Here are some top tips for storing your vegetables at home in order to get the most from them:
- Do not store fruit and vegetables together. Some fruits give off high levels of ethylene (a ripening hormone) which can cause surrounding veg to ripen prematurely and spoil
- Squash, onions, potatoes and garlic are best stored in a cool, dry, dark place such as a cupboard or utility room. The fridge is too cold and can change the texture and flavour of these vegetables. Potatoes especially need to be kept in the dark – the light causes them to produce solanine, which is a natural toxin in potatoes that causes nausea.
- Most other veg are best kept in the fridge. Despite the problems with plastic, keeping leafy greens in a breathable plastic bag helps them stay fresh for longer. Making holes in the bag to allows it to breathe, and remember not to pack veg too tightly as this can cause them to deteriorate.
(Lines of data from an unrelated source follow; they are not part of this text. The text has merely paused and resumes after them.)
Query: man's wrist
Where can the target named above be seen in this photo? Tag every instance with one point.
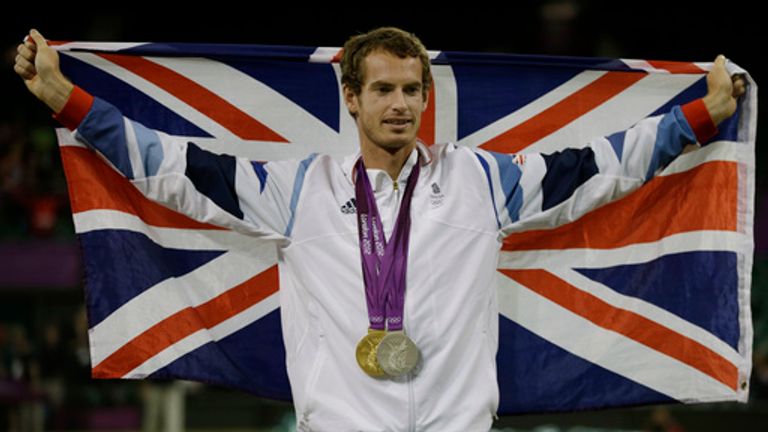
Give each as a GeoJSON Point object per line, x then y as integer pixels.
{"type": "Point", "coordinates": [718, 108]}
{"type": "Point", "coordinates": [76, 109]}
{"type": "Point", "coordinates": [58, 93]}
{"type": "Point", "coordinates": [700, 120]}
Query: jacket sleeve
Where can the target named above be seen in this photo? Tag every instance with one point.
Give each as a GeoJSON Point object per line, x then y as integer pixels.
{"type": "Point", "coordinates": [546, 190]}
{"type": "Point", "coordinates": [247, 196]}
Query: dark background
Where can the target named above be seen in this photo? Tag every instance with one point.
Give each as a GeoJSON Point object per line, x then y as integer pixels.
{"type": "Point", "coordinates": [42, 334]}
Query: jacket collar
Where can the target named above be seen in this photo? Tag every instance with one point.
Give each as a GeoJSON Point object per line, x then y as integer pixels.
{"type": "Point", "coordinates": [425, 158]}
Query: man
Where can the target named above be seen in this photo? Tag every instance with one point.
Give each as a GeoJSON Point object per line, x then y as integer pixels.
{"type": "Point", "coordinates": [387, 260]}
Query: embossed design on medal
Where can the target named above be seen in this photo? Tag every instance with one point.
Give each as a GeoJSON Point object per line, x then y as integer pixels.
{"type": "Point", "coordinates": [366, 353]}
{"type": "Point", "coordinates": [397, 354]}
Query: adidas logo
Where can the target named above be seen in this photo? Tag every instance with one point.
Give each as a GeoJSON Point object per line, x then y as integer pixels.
{"type": "Point", "coordinates": [349, 207]}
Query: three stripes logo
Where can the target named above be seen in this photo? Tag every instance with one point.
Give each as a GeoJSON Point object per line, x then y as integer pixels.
{"type": "Point", "coordinates": [349, 207]}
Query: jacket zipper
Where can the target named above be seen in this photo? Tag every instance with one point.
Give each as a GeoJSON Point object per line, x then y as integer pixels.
{"type": "Point", "coordinates": [411, 407]}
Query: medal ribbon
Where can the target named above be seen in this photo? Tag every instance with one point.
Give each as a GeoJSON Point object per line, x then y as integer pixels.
{"type": "Point", "coordinates": [384, 262]}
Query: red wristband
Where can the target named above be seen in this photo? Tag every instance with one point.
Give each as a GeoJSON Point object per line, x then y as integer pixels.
{"type": "Point", "coordinates": [76, 108]}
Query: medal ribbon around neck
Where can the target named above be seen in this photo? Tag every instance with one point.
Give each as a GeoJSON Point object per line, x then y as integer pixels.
{"type": "Point", "coordinates": [384, 262]}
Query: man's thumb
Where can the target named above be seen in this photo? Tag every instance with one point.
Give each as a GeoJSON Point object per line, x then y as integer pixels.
{"type": "Point", "coordinates": [37, 38]}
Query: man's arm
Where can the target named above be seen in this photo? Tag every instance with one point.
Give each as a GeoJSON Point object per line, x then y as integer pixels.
{"type": "Point", "coordinates": [545, 190]}
{"type": "Point", "coordinates": [224, 190]}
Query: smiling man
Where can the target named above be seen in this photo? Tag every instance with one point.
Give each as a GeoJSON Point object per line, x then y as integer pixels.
{"type": "Point", "coordinates": [388, 258]}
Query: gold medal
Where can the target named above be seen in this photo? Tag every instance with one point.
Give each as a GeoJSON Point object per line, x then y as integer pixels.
{"type": "Point", "coordinates": [366, 352]}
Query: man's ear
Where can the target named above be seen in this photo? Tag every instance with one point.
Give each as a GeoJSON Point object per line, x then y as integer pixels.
{"type": "Point", "coordinates": [350, 99]}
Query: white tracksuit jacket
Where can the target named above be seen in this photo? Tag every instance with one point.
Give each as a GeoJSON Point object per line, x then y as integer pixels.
{"type": "Point", "coordinates": [463, 204]}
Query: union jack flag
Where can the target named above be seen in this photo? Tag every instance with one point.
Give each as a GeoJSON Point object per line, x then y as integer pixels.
{"type": "Point", "coordinates": [644, 300]}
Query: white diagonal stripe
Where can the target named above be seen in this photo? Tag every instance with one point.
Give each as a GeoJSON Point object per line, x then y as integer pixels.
{"type": "Point", "coordinates": [172, 295]}
{"type": "Point", "coordinates": [254, 98]}
{"type": "Point", "coordinates": [631, 254]}
{"type": "Point", "coordinates": [175, 238]}
{"type": "Point", "coordinates": [446, 104]}
{"type": "Point", "coordinates": [201, 337]}
{"type": "Point", "coordinates": [540, 104]}
{"type": "Point", "coordinates": [610, 350]}
{"type": "Point", "coordinates": [649, 311]}
{"type": "Point", "coordinates": [163, 97]}
{"type": "Point", "coordinates": [618, 113]}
Reminders about our online shop and box scheme deliveries
Order Deadline Change Reminder
- The order deadline for Tuesdays is now Saturday, 10pm
- The order deadline for Thursdays and Fridays remains the same Tuesday, 1pm
We changed our dairy supplier back to Bruton Dairy, who also supply yoghurts from Brown Cow Organics. This is because we can now get a direct delivery. Although Ivy House Farm products were generally lovely, we did receive several complaints about the milk turning before the use by date, therefore a decision was taken to secure direct deliveries from Bruton Dairy.
Accounts and GoCardless
Some customers are still not aware they can buy any individual items to create bespoke orders, the minimum spend is £9.00, please make sure you confirm all orders before the deadline for your delivery day.
We would encourage anyone who hasn’t already done so to set up a GoCardless payment method. Accounts are reconciled each Wednesday, but payments are not taken from your bank until the following week, on occasion this has caused a little confusion, we are unable to control this as it is down to the way GoCardless and the banks communicate, we can only hope in time they will speed up this process.
If you have recently set up a GoCardless DD Mandate, please make sure you cancel any standing orders you have in place.
NB: GoCardless DD is not like a standard direct debit - when the payment run is performed on accounts an exact payment will be taken - no payment is taken if your account is in credit or with a zero balance.
Please ensure all empty trays are left out for collection, we are running short again, many thanks.